As you approach your New Year’s resolutions and your health and fitness goals, it’s probably safe to say you’re looking at your diet and wondering how to give your entire lifestyle an overhaul. The goal to eat more fresh fruits and vegetables is at the top of many lists, and a lot of people are eyeing kale while wondering just how beneficial it might be.
Kale Packs a Nutritional Punch
In terms of calorie density, kale is your friend. A full cup of raw kale has only 33 calories with 3 grams of protein and 2.5 grams of fiber. Protein is good for energy and muscle health and fiber is great for feelings of fullness and for regulating your blood sugar.
Kale also features vitamins A, C, and K as well as the B-vitamin known as folate. While it doesn’t have as much as other sources, kale also has a bit of alpha-linolenic acid, a healthy omega-3 fatty acid.
Cholesterol Reducing Properties
When cholesterol enters the bloodstream, the liver uses it to make the bile acids that are used to digest fat in your body.
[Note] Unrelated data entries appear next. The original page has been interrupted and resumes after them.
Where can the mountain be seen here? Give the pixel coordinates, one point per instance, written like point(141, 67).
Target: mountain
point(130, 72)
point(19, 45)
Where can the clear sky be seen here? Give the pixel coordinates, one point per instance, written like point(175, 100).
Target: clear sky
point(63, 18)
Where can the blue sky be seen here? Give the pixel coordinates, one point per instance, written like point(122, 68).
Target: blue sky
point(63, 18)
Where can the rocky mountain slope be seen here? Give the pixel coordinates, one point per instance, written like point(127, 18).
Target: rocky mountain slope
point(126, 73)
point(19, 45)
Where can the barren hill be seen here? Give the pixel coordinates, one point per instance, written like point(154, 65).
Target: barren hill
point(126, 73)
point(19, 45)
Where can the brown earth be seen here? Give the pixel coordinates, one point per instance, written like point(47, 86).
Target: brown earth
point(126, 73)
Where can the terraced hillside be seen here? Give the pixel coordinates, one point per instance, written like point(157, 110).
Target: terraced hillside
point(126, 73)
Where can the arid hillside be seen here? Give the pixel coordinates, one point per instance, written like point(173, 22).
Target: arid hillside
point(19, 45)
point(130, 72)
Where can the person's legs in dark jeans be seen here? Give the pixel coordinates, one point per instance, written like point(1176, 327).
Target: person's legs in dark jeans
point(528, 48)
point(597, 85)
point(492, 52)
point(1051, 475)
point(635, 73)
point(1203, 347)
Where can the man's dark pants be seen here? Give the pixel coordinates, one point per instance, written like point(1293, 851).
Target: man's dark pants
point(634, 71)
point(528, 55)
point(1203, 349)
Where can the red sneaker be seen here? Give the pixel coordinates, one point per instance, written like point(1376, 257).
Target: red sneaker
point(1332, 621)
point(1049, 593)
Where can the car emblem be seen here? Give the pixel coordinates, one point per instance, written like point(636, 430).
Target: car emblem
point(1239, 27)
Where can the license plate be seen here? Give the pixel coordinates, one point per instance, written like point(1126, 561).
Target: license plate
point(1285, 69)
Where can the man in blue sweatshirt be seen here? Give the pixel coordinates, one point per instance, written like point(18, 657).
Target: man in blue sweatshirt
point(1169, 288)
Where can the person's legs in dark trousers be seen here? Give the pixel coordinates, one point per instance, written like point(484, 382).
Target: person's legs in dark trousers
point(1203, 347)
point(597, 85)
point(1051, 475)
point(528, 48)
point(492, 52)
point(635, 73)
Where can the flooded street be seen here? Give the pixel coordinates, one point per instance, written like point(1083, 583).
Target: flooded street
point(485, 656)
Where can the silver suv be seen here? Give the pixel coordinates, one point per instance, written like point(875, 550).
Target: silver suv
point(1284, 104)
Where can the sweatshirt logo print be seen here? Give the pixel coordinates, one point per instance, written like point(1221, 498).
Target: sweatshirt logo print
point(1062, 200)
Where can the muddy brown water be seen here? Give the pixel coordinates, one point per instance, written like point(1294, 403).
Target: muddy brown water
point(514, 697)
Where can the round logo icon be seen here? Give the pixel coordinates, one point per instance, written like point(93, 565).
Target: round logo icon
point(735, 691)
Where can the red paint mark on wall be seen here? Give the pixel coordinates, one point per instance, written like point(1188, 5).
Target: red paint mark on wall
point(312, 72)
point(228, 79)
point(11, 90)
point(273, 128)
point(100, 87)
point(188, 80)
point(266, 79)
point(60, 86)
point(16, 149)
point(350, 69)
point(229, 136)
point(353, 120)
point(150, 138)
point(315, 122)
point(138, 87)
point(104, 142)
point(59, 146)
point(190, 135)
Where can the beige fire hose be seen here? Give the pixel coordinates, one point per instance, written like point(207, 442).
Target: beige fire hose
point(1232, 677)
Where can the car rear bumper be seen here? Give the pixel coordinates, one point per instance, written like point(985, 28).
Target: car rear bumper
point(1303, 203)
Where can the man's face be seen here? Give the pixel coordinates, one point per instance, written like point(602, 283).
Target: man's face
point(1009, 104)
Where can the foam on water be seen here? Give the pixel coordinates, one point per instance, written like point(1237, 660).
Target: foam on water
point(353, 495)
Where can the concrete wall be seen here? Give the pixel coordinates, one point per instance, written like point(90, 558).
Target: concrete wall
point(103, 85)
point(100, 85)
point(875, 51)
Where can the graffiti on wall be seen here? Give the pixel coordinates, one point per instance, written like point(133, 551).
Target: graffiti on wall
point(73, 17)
When the fat has been digested, the bile acids are released back into the bloodstream, essentially leaving cholesterol floating around until it needs to be used again. Kale contains what are known as bile acid sequestrants, which stick to the bile acids and keep them from being reabsorbed. This ultimately leads to lower cholesterol levels in your body.
Beta-Carotene and Kale
While kale does have some vitamin A, it’s not a ton. What it does have, though, is beta-carotene. Beta-carotene is actually an antioxidant that the body uses to create vitamin A. Vitamin A is great for vision and overall immune health.
How to Add Kale to Your Diet
You don’t need to do anything special or fancy to add kale to your diet. There are a few different colors and each has a slightly different taste, so make sure you experiment with each if they are available at your produce stand or grocer. You can shred some kale into your regular salad, drizzle it with olive oil and seasonings to make kale chips, or even sautee it to eat warm. You’ll find dozens of recipes for kale online.
Warnings about Kale
Kale isn’t for everyone. While research isn’t clear, eating high quantities of kale may not be good for those with thyroid conditions, so check with your doctor to make sure it is safe. Leafy green veggies in general, especially those high in vitamin K, are not good for those who are on blood thinners, so make sure you are talking to your doctor about the foods you are eating if you are on any type of medication to avoid blood clots.